Gloomhaven: Forgotten Circles
Expansion of: GloomhavenGloomhaven: Forgotten Circles, the first expansion for Gloomhaven, features twenty new scenarios that take place after the events of the original Gloomhaven campaign and involve one new character class — the Aesther Diviner — and her attempts to prevent an approaching calamity.
The expansion also features seven new monster types (including three new bosses) and fourteen new items.
60m - 120m
1 - 4 Players
Ages 12+
AmstradHero
While I've not finished all of the scenarios, Forgotten Circles leaves a lot to be desired. Scenarios are overly complicated, the new mechanics don't seem to add much improvement, and the segmented scenario book means there's tedious mid-scenario set-up for additional monsters and terrain. The new character for the expansion, which you have to use, isn't very good or enjoyable to play. You're mostly playing around with the modifier decks, which at this point of the game are frequently going to be quite good anyway since you're liable to have levelled up a bunch, so her cards are mostly doing minor optimisations for other players rather than having any meaningful impact on the battlefield. She just feels pretty bad and uninteresting to play. Worst of all, the "puzzles" present throughout the scenarios. Some tediously interrupt the gameplay session, requiring you to decode runes for a message. Others require specific actions and solutions that are not apparent, and these scenarios even initially mislead you with suboptimal win conditions that potentially lock off future scenarios. All of this adds up to the game feeling very poorly balanced at 2 players, and definitely seemingly like it was designed for the full player count of four. As good as Gloomhaven is, Forgotten Circles takes the core premise and gameplay loop of the game and replaces it with something different. While it's espoused by the designer and some supporters as being made for "advanced" gloomhaven players, it's not so much difficult because of how it forces people to play Gloomhaven better, but how it forces them to play arbitrary puzzles by mashing them into the Gloomhaven framework.

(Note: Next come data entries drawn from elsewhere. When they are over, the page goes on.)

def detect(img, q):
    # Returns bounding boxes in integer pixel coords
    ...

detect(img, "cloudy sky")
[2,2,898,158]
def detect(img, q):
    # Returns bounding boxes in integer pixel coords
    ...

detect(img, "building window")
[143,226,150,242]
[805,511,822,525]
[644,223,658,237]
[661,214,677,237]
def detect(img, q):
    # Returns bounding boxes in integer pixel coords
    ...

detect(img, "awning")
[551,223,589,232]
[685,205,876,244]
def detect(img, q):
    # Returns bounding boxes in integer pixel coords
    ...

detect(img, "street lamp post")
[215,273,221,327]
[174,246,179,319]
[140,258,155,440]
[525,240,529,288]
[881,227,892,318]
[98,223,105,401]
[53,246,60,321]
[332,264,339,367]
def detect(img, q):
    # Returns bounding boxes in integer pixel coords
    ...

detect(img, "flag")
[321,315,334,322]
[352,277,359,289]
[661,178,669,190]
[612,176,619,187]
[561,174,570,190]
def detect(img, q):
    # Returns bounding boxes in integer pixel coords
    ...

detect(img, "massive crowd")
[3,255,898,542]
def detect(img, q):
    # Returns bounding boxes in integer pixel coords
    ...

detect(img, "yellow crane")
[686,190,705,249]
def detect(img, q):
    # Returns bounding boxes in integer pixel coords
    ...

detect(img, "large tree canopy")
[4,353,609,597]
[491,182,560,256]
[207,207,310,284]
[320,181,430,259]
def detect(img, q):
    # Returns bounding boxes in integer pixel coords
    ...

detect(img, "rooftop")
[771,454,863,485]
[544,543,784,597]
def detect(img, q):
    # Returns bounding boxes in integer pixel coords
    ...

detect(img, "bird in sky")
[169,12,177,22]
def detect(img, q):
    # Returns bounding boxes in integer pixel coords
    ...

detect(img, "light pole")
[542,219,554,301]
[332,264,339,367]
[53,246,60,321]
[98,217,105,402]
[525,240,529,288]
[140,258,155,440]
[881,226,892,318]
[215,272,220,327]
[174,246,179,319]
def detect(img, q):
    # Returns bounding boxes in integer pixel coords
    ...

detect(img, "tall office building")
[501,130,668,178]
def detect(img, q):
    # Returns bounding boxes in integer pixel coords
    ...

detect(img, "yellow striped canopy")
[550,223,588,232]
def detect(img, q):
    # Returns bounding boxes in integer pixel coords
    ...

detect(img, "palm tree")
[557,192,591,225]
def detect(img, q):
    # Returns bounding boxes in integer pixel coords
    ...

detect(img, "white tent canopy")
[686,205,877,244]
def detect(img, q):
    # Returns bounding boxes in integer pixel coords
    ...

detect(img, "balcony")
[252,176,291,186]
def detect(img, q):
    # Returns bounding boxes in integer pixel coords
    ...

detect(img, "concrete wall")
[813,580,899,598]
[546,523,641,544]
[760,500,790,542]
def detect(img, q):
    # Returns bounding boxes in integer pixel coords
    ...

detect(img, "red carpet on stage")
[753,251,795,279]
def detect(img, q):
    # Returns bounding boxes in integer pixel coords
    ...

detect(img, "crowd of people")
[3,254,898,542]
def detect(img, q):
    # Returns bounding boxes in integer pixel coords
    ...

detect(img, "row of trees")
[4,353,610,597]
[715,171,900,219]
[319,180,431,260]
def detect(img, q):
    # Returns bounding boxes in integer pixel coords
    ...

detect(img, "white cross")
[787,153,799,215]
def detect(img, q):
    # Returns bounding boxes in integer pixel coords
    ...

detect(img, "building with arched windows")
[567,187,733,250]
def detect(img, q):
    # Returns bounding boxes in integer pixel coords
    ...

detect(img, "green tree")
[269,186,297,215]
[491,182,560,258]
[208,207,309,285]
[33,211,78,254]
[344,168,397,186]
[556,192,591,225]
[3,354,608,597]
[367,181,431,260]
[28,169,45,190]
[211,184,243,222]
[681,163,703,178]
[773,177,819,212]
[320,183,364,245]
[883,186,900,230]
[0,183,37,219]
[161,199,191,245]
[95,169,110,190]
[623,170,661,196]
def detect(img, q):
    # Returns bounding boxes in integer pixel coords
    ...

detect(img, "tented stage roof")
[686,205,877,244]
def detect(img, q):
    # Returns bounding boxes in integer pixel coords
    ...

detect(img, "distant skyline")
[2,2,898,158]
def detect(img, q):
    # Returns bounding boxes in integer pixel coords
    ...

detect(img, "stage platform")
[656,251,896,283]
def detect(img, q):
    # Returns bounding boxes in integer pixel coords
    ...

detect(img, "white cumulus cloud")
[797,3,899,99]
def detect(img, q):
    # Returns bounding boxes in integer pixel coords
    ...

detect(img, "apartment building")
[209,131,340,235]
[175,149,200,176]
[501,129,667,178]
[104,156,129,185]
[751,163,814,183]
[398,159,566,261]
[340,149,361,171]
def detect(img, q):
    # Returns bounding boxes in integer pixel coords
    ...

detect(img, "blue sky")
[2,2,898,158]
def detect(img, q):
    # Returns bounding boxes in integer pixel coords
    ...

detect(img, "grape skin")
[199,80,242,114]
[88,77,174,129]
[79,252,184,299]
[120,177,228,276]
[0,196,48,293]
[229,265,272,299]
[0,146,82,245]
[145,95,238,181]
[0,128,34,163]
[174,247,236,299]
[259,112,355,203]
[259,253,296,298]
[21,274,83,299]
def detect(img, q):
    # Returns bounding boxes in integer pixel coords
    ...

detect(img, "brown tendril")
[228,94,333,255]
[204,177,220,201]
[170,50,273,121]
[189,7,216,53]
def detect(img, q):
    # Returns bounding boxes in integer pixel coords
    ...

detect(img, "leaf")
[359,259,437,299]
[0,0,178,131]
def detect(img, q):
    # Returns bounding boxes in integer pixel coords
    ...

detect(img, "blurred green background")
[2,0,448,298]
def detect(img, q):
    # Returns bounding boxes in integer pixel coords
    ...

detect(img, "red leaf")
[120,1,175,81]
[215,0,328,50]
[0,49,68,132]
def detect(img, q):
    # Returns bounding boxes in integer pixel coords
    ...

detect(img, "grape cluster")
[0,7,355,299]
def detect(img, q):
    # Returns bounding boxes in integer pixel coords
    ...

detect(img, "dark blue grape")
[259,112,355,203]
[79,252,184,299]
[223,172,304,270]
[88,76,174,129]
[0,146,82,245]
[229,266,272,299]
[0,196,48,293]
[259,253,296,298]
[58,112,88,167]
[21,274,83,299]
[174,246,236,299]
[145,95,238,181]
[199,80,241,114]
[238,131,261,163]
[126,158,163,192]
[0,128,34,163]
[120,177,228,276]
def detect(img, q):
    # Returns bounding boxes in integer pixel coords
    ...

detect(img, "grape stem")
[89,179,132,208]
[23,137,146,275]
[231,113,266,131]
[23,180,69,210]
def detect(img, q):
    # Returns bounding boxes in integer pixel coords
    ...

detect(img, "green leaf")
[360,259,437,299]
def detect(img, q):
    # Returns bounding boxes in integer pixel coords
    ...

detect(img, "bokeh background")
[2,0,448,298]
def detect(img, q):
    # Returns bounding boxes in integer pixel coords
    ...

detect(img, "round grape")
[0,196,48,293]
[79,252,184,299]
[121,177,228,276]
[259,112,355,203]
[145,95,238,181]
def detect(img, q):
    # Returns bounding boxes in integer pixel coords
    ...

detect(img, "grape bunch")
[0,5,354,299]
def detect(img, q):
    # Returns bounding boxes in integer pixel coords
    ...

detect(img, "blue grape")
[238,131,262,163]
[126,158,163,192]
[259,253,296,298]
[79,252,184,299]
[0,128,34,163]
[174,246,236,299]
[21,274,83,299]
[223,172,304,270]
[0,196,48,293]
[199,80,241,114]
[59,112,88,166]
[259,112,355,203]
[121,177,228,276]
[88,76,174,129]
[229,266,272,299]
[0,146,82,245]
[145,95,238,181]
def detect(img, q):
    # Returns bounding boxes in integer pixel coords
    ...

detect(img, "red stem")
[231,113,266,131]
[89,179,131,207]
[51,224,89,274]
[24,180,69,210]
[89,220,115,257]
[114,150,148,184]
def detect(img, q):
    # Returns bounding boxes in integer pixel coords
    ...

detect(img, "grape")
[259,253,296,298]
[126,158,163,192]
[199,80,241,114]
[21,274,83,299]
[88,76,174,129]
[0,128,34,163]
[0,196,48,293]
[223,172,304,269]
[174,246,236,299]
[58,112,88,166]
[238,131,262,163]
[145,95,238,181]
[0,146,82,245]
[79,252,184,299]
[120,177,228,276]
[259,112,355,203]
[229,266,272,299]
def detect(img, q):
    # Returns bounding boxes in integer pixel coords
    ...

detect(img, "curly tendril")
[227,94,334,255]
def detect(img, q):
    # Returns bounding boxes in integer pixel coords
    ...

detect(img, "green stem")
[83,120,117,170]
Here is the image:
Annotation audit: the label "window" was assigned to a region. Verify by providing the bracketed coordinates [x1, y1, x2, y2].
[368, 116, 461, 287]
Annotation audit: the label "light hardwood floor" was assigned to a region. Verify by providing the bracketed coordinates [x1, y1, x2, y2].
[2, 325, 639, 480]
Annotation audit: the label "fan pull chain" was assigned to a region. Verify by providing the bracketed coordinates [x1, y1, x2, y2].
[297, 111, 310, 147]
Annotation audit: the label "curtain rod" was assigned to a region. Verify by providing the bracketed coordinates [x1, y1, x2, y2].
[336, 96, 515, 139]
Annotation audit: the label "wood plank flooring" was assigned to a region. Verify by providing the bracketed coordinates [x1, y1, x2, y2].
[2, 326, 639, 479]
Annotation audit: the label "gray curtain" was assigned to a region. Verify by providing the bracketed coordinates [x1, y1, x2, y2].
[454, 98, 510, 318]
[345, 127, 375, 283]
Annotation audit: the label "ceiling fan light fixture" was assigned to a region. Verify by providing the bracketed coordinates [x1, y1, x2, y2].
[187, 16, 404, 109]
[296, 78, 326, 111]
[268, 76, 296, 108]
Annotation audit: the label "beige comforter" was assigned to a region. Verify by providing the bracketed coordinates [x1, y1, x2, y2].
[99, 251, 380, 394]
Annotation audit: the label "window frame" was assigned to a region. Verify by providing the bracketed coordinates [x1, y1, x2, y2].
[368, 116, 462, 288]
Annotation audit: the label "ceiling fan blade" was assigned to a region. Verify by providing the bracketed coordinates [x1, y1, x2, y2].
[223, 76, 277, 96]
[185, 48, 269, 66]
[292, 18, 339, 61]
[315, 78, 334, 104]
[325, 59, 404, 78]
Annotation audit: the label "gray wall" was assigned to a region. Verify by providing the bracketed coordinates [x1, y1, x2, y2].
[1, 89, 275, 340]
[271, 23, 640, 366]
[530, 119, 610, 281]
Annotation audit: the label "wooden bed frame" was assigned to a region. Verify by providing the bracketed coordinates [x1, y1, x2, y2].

If you're looking at Forgotten Circles because you "want more Gloomhaven", steer clear. If you loved Envelope X and want that feel as an entire small campaign, then it might be up your alley.
baghaan
Verry good game, but by far not as good as Vanila Gloomhaven. still a lot of fun and mostly a good time
AstroKong
It adds unnecessarily complexity by forcing players to jump through a series of pages as each scenario unfolds. In addition, version one has a very large errata to both cards and the scenario book.